Authors do not cause things to happen in their stories and they are not responsible for moral wrongs committed in their stories. Authors tell stories, and within that construct, primary events in the world of the story cause secondary events to occur and characters in that world make choices. Choice and causation are concepts that immediately lose their meaning if one steps out of the construct of the story and looks at it all from the perspective of the author. So, by all means, forget every sophomoric disproof of free will that has ever been passed around in a freshman philosophy seminar or bandied about by 21st-century futurist false prophets; all such arguments succeed via the shell game of changing what free will means midsentence. God is writing a story, and the story is about you and about everything else that is, and in it, you are going to make choices, and some of them may present you with an opportunity to speak to Him, or even to hear His message for you in the details of the reality you perceive. This meaning could manifest like it did to Joseph—pungent and instantly recognizable—when his unwitting brothers brought a gift to him from his father of the same three spices he had smelled when slave traders carried him down to Egypt a lifetime earlier. Or it could hit home like a ram with its horns improbably tangled in the thicket, the unmistakable nudge that convinced Abraham that God wanted the animal, and not Isaac, to be a sacrifice.
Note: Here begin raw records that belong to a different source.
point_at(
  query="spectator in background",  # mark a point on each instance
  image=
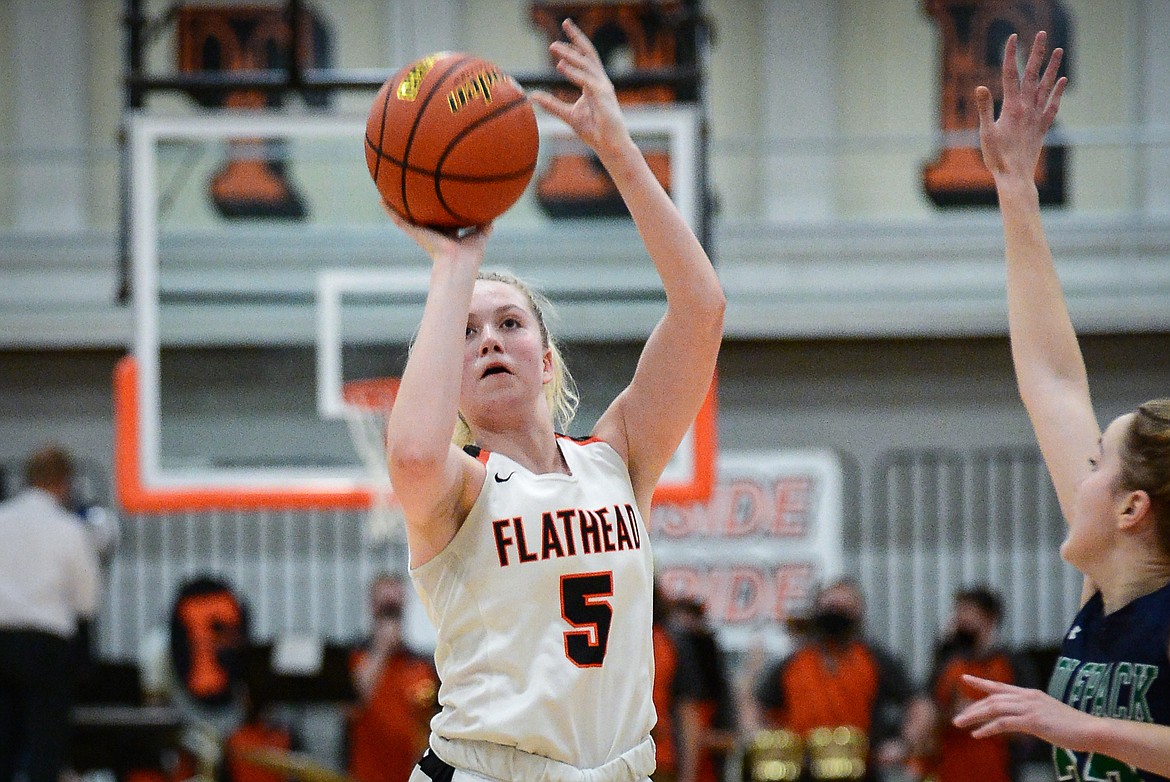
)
(971, 646)
(838, 679)
(704, 702)
(666, 690)
(48, 582)
(398, 692)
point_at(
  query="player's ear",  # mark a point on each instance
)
(1135, 509)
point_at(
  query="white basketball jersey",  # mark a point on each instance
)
(542, 603)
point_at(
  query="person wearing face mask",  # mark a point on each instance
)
(397, 692)
(838, 678)
(971, 646)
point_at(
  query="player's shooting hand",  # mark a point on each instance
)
(462, 246)
(596, 116)
(1009, 708)
(1012, 143)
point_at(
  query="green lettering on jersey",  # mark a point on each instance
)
(1121, 677)
(1060, 676)
(1144, 677)
(1101, 691)
(1079, 681)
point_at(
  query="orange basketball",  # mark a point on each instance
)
(451, 141)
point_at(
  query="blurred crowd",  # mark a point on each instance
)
(837, 707)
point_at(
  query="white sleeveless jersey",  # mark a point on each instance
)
(542, 603)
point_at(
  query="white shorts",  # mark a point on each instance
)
(510, 765)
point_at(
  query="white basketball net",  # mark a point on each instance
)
(366, 409)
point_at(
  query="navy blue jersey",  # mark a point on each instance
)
(1116, 666)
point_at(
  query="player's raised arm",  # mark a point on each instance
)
(433, 479)
(648, 419)
(1050, 369)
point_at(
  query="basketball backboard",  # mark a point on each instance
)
(217, 300)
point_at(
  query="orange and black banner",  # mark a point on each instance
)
(253, 183)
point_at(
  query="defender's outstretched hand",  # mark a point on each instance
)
(596, 116)
(1009, 708)
(1011, 144)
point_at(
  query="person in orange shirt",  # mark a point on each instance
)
(665, 691)
(837, 678)
(398, 694)
(972, 647)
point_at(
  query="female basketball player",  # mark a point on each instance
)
(530, 549)
(1109, 708)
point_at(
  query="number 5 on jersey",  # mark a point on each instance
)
(584, 606)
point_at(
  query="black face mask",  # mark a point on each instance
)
(833, 625)
(961, 642)
(964, 640)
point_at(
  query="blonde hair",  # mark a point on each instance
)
(1146, 461)
(561, 392)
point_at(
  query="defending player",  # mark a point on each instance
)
(530, 549)
(1109, 705)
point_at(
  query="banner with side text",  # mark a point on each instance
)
(756, 551)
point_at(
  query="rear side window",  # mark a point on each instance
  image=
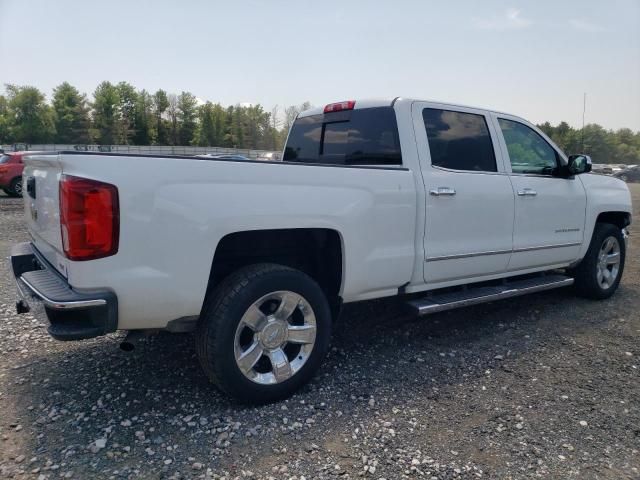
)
(368, 136)
(459, 141)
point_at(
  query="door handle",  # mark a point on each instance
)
(442, 191)
(527, 192)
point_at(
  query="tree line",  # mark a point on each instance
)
(119, 114)
(604, 146)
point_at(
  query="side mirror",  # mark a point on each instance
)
(579, 164)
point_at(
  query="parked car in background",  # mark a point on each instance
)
(629, 175)
(11, 173)
(270, 157)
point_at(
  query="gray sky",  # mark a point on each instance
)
(533, 59)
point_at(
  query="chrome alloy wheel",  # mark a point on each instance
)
(608, 264)
(275, 337)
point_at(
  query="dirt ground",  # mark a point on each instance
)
(545, 386)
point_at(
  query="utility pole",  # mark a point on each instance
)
(584, 109)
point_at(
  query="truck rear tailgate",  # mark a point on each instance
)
(41, 177)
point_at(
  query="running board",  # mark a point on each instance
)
(472, 296)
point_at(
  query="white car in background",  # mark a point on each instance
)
(440, 205)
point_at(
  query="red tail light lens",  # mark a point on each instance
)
(89, 218)
(337, 107)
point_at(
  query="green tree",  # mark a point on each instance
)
(127, 101)
(187, 116)
(174, 126)
(106, 115)
(205, 135)
(31, 120)
(160, 106)
(71, 115)
(144, 119)
(5, 135)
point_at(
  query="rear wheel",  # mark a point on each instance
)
(598, 274)
(15, 187)
(263, 332)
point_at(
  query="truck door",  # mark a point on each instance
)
(549, 210)
(469, 198)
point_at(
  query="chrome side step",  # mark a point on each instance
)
(472, 296)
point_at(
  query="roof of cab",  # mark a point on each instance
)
(387, 102)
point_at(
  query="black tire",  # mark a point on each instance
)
(586, 273)
(222, 313)
(15, 187)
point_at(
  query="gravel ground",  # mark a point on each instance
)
(544, 386)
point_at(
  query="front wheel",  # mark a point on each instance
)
(598, 274)
(263, 332)
(15, 187)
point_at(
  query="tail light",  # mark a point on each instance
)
(89, 218)
(337, 107)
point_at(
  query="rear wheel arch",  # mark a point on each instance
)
(617, 218)
(318, 252)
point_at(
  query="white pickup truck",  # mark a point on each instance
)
(440, 204)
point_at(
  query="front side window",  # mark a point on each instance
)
(528, 151)
(459, 141)
(367, 136)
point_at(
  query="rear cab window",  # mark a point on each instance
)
(459, 140)
(360, 137)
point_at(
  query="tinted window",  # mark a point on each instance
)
(528, 151)
(358, 137)
(459, 141)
When the Israelites are at last to enter the Land of Israel, they are commanded to remember the story they are a part of, and thus to go to the first place their forefather Abraham ever visited in Canaan. There they are meant to build plastered monuments inscribed with the laws on a “mountain of curse” that stands opposite a “mountain of blessing” across the valley. For every tribe on the mountain of blessing, there is a son of Jacob with a story wrapped up in the heroic moral choices of characters in Genesis. For every tribe on the curse mountain there is a son of Jacob whose choices either included sinning unrepentantly, or about whom no choice of any kind is recounted at all. The text wants to underline that the law understood to be a machine code is worth very little. The law on its own would not be enough because the law is just a torn corner of a treasure map that we piece together more fully by sifting all the data of life and history as we seek to know the Author. Reading from a scroll in Spain in 1491 that your border to the north will be Lebanon could seem to contain any number of meanings to a mystic, but by 1948 the Judge of all the earth had dropped His gavel on a preferred interpretation.

Curious fabulists and Jew-hating lunatics alike may be fascinated by conspiracy theories about the possible descent of some of today’s Israelites from Central Asian tribes that converted in medieval times, but wherever we present-day Israelis came from (and the list of places is delightfully long), we now make up a majority of people in this world cheeky enough to call themselves Jews, and since it is we whose army conquered the Tomb in Hebron, the City of David, and the Temple Mount in the most miraculously decisive military victory of the last century, any new would-be Goliaths who still feel like chortling at the suggestion that God is on our side are invited to step up and present a forehead. To be sure, we stumble, and for every person who sees in our defeats a measure of divine rebuke meant to drag us back from the brink of greater error, there will be hundreds who cry it’s merely proof we are doomed impostors whose evil misadventure is close to ending. Prognosticators of that latter sort will keep getting it wrong. They can fling their slogans and their missiles, they can roar in their quads and on the streets, but even some of them begin now to sense it is already too late to stop the new beginning. A seed has taken root in familiar soil, and the truth is growing from the ground.

Jeremy England lives near Tel Aviv, where he works in industry as a machine-learning researcher. He is also a visiting professor of physics at Bar-Ilan University.